The Ups and Downs of Online Grocery Shopping
- Author Charlotte Rivington
- Published December 22, 2011
- Word count 612
Not all shopping is fun and grocery shopping is a chore compared to the more relaxing recreational type. Online grocery shopping is gradually taking off – as more people find the convenience and potential savings it offers suits their busy lifestyles. It has taken quite a few years for the online revolution to work out some of the finer points of providing a decent online grocery shopping service – and there is still some way to go in the fine tuning process. While the ‘real’ version of grocery shopping can be a fraught, time consuming and expensive process, the online variety should be a simple, easy and flexible way. Not all services have quite got this bit right yet, but for those of us who find ourselves in a daily struggle against the clock to fit everything in these services are improving all the time.
The good points
Sometimes the sheer physical labour of grocery shopping is exhausting. If you live in a large city and don’t own a car, the amount of carrying and weightlifting involved in grocery shopping is probably enough to permit yourself one less trip to the gym. For those with cars it is easier, to some extent; but driving to a large supermarket, then finding somewhere to park, then braving the crowds and the endless queues is time consuming and can leave you feeling exhausted; even more so, when this task has to be fitted in around work, school runs and other commitments. Online grocery shopping can be a great way to avoid all of these weekly – or even daily – nightmares.

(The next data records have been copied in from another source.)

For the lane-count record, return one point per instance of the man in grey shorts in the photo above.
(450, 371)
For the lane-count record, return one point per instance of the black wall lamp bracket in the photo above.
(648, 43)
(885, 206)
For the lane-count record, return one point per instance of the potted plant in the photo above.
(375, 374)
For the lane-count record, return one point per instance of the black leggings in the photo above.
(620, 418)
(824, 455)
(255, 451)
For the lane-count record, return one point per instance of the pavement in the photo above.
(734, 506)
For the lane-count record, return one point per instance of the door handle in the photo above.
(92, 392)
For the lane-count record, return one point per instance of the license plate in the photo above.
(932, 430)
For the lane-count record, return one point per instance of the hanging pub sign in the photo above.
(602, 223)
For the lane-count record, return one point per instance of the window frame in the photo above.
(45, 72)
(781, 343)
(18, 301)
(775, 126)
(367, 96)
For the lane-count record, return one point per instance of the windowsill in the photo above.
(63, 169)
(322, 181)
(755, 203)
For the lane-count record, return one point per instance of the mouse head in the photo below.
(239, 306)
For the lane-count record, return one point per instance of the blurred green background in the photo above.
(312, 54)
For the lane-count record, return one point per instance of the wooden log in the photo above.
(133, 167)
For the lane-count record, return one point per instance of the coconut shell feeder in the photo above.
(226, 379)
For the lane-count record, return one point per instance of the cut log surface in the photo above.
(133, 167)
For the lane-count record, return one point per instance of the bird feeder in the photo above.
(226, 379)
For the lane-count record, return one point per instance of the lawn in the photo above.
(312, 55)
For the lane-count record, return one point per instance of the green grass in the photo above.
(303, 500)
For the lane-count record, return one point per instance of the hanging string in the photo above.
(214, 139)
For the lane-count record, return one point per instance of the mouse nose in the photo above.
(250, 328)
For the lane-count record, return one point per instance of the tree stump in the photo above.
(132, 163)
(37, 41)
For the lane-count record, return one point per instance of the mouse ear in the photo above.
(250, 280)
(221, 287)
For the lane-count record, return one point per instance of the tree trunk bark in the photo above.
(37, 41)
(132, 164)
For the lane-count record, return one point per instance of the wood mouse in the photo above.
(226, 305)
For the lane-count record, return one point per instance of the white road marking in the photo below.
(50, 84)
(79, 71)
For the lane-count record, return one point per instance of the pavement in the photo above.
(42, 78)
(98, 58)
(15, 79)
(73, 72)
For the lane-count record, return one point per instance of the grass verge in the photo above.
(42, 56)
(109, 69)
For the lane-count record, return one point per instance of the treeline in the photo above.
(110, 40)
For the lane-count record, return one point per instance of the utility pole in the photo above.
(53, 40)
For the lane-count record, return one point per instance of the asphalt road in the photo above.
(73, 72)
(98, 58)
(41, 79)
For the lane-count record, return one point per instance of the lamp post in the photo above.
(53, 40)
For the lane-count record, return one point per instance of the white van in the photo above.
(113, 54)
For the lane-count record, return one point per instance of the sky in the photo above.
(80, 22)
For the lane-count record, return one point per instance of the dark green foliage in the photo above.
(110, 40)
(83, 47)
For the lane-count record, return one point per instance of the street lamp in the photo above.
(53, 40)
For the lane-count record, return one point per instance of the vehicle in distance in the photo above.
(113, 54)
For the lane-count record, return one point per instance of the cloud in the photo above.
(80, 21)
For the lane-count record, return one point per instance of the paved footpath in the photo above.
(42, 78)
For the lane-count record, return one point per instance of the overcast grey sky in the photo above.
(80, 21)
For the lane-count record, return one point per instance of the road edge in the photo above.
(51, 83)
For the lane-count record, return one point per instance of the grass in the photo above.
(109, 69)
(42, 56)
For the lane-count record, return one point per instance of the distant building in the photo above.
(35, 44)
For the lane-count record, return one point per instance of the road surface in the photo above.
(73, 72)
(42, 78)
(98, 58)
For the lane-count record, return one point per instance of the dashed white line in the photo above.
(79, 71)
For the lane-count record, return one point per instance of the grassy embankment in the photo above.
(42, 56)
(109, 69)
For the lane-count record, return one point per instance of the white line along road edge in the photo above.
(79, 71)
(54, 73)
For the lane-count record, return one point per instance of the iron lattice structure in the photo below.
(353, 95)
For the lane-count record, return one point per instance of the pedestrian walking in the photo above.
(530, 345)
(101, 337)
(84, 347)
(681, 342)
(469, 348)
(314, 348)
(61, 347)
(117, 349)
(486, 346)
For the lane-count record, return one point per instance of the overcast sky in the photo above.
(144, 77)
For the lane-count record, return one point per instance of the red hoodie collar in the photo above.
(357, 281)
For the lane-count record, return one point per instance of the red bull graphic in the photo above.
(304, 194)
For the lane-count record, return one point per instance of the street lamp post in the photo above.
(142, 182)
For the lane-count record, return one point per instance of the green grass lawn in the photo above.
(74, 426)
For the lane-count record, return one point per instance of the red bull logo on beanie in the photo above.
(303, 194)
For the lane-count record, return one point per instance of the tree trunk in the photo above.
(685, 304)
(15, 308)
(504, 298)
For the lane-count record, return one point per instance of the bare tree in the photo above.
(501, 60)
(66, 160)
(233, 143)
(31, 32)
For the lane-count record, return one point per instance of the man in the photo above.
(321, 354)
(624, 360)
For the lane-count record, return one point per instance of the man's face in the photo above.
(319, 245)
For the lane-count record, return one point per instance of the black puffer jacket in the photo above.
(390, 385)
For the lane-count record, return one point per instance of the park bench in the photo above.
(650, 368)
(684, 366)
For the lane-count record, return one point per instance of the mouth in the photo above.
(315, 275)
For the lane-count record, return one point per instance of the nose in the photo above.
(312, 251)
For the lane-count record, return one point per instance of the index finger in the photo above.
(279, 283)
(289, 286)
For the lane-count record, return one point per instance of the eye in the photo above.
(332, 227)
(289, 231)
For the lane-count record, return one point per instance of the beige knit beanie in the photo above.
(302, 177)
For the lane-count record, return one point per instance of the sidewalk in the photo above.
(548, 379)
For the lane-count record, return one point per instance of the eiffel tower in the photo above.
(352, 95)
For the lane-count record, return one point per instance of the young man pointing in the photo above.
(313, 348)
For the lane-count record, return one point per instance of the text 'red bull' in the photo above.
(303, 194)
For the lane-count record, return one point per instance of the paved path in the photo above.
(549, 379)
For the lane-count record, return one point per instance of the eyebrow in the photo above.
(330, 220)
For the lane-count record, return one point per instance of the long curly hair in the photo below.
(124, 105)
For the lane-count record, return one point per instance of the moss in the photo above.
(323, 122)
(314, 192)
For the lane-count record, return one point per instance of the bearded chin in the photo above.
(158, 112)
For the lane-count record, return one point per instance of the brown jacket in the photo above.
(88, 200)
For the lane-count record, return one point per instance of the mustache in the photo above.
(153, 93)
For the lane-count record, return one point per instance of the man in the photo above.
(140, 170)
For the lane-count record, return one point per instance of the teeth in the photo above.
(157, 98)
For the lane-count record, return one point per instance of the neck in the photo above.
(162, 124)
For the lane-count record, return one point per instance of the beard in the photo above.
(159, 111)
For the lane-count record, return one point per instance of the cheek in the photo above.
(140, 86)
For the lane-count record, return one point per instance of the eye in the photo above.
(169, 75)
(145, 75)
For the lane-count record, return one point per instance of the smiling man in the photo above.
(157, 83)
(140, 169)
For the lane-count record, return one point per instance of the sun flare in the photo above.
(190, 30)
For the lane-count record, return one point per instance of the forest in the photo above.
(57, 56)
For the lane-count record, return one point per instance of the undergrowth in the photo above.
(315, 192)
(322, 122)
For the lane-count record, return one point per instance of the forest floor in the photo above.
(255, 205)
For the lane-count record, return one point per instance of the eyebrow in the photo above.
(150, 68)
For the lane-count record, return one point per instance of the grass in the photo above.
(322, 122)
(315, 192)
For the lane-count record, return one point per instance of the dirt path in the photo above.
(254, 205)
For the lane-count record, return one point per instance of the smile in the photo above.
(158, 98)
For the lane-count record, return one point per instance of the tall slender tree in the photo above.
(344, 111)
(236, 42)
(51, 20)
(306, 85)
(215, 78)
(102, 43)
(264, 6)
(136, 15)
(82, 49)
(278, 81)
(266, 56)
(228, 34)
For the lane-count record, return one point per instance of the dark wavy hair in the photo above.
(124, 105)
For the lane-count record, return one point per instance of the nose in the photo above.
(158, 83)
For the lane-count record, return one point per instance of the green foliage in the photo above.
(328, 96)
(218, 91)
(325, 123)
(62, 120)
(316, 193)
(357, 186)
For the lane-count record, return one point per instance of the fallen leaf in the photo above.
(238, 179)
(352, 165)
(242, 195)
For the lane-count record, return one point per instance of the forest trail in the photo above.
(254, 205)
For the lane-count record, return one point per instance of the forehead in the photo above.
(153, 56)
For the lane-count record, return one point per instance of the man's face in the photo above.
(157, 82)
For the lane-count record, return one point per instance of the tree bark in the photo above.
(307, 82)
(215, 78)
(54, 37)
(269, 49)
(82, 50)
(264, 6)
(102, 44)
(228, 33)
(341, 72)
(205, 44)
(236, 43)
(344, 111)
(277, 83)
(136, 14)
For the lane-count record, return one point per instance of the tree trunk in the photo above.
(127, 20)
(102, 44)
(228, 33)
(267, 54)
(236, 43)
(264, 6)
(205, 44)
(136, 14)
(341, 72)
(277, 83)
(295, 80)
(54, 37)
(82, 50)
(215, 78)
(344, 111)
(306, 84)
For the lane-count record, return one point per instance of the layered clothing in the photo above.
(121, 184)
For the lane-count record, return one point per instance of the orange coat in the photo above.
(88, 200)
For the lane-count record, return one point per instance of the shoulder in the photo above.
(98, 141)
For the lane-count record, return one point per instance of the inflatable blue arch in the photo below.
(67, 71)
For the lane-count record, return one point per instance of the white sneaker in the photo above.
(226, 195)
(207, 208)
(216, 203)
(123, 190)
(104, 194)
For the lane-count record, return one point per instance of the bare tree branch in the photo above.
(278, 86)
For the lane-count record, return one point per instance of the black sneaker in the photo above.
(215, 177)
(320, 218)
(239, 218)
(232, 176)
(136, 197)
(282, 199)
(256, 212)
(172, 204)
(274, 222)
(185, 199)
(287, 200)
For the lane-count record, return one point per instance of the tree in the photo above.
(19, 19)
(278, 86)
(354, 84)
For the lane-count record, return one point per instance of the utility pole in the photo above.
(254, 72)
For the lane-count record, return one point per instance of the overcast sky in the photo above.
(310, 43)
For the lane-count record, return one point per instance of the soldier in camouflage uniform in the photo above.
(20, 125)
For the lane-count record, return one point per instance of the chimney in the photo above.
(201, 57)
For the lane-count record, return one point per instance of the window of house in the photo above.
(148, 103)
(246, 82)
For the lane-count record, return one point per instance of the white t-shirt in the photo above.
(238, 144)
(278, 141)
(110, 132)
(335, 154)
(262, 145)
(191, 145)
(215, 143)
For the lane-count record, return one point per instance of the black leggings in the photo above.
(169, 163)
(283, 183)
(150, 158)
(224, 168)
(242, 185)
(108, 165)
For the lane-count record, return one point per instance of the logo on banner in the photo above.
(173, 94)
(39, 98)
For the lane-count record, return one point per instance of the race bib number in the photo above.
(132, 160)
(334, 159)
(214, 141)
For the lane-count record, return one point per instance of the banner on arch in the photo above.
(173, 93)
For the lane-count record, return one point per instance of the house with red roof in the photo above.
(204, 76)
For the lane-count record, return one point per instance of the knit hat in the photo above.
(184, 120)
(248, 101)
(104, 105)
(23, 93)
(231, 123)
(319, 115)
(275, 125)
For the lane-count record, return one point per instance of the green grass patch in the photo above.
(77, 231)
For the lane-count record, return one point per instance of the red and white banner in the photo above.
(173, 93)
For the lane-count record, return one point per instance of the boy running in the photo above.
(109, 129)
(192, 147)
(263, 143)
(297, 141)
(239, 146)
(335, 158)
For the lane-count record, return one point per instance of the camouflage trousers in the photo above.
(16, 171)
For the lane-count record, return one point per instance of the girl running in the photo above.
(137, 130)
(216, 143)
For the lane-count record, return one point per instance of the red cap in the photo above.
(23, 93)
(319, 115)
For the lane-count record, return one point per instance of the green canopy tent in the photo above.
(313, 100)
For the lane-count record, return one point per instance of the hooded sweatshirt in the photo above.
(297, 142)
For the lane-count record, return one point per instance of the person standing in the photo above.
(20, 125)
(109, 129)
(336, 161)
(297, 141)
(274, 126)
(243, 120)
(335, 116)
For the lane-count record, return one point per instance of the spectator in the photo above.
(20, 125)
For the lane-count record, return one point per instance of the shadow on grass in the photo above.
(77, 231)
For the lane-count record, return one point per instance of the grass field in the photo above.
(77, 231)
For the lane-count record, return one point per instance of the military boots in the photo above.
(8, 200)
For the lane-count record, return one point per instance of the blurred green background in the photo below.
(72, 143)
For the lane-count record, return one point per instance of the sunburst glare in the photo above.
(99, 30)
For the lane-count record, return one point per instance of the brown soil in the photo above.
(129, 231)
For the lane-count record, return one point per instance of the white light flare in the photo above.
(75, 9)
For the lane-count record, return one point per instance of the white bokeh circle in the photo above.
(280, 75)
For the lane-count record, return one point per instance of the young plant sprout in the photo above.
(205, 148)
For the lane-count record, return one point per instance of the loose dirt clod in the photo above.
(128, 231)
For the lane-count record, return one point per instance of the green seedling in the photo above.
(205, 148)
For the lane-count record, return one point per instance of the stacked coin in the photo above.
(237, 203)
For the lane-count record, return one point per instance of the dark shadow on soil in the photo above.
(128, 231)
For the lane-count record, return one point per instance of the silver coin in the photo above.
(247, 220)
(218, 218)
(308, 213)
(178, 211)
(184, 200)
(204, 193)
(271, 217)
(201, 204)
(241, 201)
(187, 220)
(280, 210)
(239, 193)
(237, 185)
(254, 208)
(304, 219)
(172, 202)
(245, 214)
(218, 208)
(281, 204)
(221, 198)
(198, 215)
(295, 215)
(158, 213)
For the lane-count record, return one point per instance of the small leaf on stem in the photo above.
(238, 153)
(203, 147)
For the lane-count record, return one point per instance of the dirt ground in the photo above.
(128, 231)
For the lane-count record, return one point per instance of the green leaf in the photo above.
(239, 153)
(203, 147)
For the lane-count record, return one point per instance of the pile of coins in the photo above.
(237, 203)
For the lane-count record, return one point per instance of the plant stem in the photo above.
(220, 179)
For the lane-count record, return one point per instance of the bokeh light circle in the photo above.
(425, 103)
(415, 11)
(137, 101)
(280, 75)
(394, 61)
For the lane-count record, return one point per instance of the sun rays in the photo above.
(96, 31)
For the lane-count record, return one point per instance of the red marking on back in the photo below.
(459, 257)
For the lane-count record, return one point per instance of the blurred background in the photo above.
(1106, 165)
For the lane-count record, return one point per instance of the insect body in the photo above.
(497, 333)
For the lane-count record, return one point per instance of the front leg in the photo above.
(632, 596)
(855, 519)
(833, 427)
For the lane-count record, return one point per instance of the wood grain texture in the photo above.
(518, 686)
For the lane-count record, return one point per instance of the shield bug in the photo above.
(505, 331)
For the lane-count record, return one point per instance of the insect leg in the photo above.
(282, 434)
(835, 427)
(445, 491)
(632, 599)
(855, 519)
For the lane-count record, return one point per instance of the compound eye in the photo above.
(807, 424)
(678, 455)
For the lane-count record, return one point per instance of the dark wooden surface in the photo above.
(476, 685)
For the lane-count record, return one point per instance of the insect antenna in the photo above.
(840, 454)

Impulse buying is fatal to a healthy bank balance – and while most sensible shoppers take a list, sticking to the list can seem impossible. This is even more the case if you are accompanied by helpful children, who can locate all kinds of additional items with incredible adeptness. Again online grocery shopping allows you to stick firmly to the list – and more importantly the budget.
Room for improvement?
The main reason that online grocery shopping has been slow to really take off is that many shoppers are reluctant to purchase fresh produce, including dairy products, using a (faceless) third party. Most people are understandably wary about having a complete stranger pick their fresh produce. Quality concerns have perhaps been the most significant obstacle to the growth of this type of online purchasing. The other significant downside to online grocery shopping seems to be delivery slots. These are improving all the time, but you still need to work round them more often than they work around you.
The future?
Recent changes in the market have led to some of these concerns being addressed. The good old fashioned milkman has always been a reliable source for fresh dairy products – cutting out the need for endless extra trips to the shops. Today, dairies have begun to add to their list of grocery products and you can, in some cases, order nearly all of your online grocery shopping from your local milkman. Delivery is first thing in the morning and the order cut off time is usually late on the night before. This service also has an old fashioned personal touch to it. You get the same driver every day – and if there are any problems with quality it’s a lot easier to solve by having a chat with him/her and avoids endless calls to ‘customer focussed’ help lines. The dairies also operate to ‘milk rounds’ and don’t normally charge for delivery. It seems that as we become more confident in online grocery shopping, one of the big players in the future will be a very familiar face.
Online grocery and dairy products delivery is one area where there is some room for improvement in the online retail world. With innovate new services from dairies for grocery and milk delivery in london and local areas, it seems that those improvements are now well underway.